Changes in interest rates, although only normally made in response to movements in inflation, impact currencies because of the influence they have on capital flows and their allure for short-term speculators.

"It is difficult to make firm conclusions based on today’s labour market report given the influence of the government shutdown, but the strong numbers still make it hard to become more negative on the labour market," says Ander Svendsen, an economist at Nordea Markets.

The Dollar index was quoted -0.75% lower at 95.49 following the release Friday and has now fallen -0.53% thus far in the 2019 year. The Pound-to-Dollar rate was -0.34% lower at 1.3062 having been as low as 1.3043, the Euro-to-Dollar rate extended gains to trade at 1.1457.

Friday's payroll data comes just days after the Federal Reserve (Fed) suggested strongly in its January statement that the interest rate hiking cycle that supported the Dollar last year could now be over, which has placed a question mark over the outlook for the greenback. 

"We doubt that the weakness in the US dollar since the FOMC’s meeting ended on Wednesday will last. Given our view that equity markets around the world will come under pressure again this year, we think that the dollar will benefit from safe-haven flows," say Simona Gambarini, an economist at Capital Economics

Fed officials did as they were expected to do and held the Federal Funds rate range at between 2.25% and 2.5% on Wednesday, but they also said in the statement accompanying the decision that they aren't yet sure they'll even need to raise rates at all this year. 

Previously the Fed had said that "further gradual increases" in interest rates would be required to prevent inflation from rising meaningfully above the 2% target, which was a staple line that has appeared in almost all policy statements during the last three years or more. 

But the Fed abandoned that judgement this week and is now simply going to be "patient" while it waits for U.S. and global economic developments to dictate whether any further rate rises are going to be necessary over the coming quarters. 

"While we agree that the case for further rate hikes has weakened, we don’t think that the outlook for the economy is benign. Indeed, we think that it is only a matter of time before the cumulative effect of previous monetary tightening and fading fiscal stimulus start taking a toll on the economy," says Gambarini.

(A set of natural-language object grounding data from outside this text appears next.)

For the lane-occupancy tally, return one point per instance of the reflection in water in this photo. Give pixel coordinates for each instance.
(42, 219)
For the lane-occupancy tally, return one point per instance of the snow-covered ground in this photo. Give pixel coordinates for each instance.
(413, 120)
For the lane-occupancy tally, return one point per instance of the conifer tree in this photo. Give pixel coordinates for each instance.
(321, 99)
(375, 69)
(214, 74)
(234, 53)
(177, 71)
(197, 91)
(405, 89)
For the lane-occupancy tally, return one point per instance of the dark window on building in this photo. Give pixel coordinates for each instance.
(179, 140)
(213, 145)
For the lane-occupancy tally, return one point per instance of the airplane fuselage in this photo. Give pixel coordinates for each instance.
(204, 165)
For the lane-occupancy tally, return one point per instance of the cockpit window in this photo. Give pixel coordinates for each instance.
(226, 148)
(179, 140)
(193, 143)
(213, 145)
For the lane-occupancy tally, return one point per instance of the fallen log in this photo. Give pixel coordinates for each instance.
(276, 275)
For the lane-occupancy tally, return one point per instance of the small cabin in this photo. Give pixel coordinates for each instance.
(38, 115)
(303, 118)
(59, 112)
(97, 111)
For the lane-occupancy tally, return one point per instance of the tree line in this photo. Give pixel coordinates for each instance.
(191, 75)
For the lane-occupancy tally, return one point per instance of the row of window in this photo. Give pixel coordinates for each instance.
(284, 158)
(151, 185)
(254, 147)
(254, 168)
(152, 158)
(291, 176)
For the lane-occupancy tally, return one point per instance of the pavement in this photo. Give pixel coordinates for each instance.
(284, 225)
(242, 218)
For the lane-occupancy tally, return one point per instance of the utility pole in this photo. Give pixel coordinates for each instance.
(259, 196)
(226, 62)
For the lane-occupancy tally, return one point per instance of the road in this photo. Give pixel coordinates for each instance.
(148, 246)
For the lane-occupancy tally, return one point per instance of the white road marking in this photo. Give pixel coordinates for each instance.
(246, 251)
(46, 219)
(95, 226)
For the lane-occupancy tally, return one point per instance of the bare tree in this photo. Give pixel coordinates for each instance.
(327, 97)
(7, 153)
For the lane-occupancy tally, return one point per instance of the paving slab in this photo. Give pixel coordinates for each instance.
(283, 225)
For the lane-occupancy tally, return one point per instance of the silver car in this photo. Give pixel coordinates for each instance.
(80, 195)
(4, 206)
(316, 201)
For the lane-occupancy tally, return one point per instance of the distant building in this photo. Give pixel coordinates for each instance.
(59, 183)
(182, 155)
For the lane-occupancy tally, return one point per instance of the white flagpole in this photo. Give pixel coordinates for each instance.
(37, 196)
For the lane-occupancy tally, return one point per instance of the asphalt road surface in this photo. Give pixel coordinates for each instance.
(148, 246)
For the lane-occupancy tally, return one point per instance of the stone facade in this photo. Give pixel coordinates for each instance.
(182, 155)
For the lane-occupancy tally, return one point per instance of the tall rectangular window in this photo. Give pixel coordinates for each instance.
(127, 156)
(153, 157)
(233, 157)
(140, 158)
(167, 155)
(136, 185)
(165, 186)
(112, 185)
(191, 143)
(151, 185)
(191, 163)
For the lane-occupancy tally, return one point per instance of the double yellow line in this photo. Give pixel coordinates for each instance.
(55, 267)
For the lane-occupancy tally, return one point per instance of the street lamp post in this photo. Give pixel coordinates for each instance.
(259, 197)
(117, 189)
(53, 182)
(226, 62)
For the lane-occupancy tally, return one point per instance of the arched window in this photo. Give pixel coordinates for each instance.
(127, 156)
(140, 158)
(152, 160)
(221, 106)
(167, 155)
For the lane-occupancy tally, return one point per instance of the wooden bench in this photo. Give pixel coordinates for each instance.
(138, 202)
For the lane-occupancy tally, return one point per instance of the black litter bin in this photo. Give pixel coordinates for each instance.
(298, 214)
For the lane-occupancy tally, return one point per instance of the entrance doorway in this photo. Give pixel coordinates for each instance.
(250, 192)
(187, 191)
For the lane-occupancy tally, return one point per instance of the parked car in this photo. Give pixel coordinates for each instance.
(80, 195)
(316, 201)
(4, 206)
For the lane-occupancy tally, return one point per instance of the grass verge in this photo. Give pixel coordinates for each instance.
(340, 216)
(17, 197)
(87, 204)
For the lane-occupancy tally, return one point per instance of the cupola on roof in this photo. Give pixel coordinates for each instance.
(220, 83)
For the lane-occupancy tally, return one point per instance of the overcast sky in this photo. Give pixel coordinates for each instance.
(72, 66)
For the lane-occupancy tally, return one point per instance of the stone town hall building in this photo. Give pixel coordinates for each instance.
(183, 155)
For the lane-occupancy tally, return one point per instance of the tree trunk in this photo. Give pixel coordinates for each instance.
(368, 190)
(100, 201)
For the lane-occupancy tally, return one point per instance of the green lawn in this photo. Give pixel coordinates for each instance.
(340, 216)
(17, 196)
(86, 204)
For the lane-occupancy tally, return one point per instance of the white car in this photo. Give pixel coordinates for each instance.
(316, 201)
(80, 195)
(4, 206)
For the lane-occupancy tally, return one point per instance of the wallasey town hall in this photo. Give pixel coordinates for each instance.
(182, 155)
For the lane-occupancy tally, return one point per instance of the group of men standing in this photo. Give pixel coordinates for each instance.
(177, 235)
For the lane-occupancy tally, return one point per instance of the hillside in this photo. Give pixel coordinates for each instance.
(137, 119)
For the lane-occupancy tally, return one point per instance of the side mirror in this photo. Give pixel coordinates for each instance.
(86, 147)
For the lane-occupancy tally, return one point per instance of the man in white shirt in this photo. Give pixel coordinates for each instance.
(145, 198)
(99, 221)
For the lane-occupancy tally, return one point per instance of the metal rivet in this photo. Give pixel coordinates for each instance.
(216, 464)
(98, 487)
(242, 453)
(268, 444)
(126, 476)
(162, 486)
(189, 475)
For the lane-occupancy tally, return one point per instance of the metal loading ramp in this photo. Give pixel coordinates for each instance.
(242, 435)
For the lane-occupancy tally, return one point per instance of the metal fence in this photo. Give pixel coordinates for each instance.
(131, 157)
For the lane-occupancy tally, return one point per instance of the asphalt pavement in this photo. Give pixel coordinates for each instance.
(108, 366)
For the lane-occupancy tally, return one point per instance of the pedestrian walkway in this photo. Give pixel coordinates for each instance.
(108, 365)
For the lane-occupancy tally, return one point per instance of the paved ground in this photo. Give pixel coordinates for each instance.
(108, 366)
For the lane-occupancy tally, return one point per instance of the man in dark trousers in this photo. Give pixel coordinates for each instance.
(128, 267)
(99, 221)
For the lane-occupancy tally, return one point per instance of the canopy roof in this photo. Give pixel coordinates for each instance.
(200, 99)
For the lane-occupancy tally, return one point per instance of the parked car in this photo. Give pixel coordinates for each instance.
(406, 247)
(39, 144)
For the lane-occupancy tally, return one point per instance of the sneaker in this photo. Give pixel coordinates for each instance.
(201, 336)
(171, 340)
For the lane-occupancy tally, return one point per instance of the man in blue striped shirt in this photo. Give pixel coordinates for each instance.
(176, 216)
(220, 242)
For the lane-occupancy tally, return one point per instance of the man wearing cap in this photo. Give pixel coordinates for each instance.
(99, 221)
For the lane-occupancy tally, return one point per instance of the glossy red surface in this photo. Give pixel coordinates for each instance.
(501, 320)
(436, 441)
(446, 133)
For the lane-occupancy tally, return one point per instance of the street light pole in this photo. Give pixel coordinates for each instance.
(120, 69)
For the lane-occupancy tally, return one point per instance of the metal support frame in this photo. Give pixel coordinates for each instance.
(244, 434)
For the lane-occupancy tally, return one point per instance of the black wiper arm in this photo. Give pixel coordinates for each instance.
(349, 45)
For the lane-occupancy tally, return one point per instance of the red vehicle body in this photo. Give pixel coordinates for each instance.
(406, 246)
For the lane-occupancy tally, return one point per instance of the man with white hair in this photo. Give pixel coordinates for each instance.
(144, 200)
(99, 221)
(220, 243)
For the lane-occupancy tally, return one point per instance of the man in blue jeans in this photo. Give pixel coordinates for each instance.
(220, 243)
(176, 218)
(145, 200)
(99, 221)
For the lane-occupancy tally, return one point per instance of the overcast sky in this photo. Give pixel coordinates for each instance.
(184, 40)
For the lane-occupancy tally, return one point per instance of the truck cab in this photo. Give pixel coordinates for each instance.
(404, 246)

Gambarini recalls that when the Fed paused its rate hiking cycle back in 2016 the Dollar continued to rise over subsequent months, despite interest rate markets pricing out future hikes that had previously been taken for granted. She forecasts that a similar thing will happen this time around. 

"We think that the current bout of Dollar weakness will be short-lived. In fact, we expect the greenback to be a major beneficiary of a move away from risky assets this year as growth in the world’s largest economies slows, dragging stock markets down," Gambarini projects.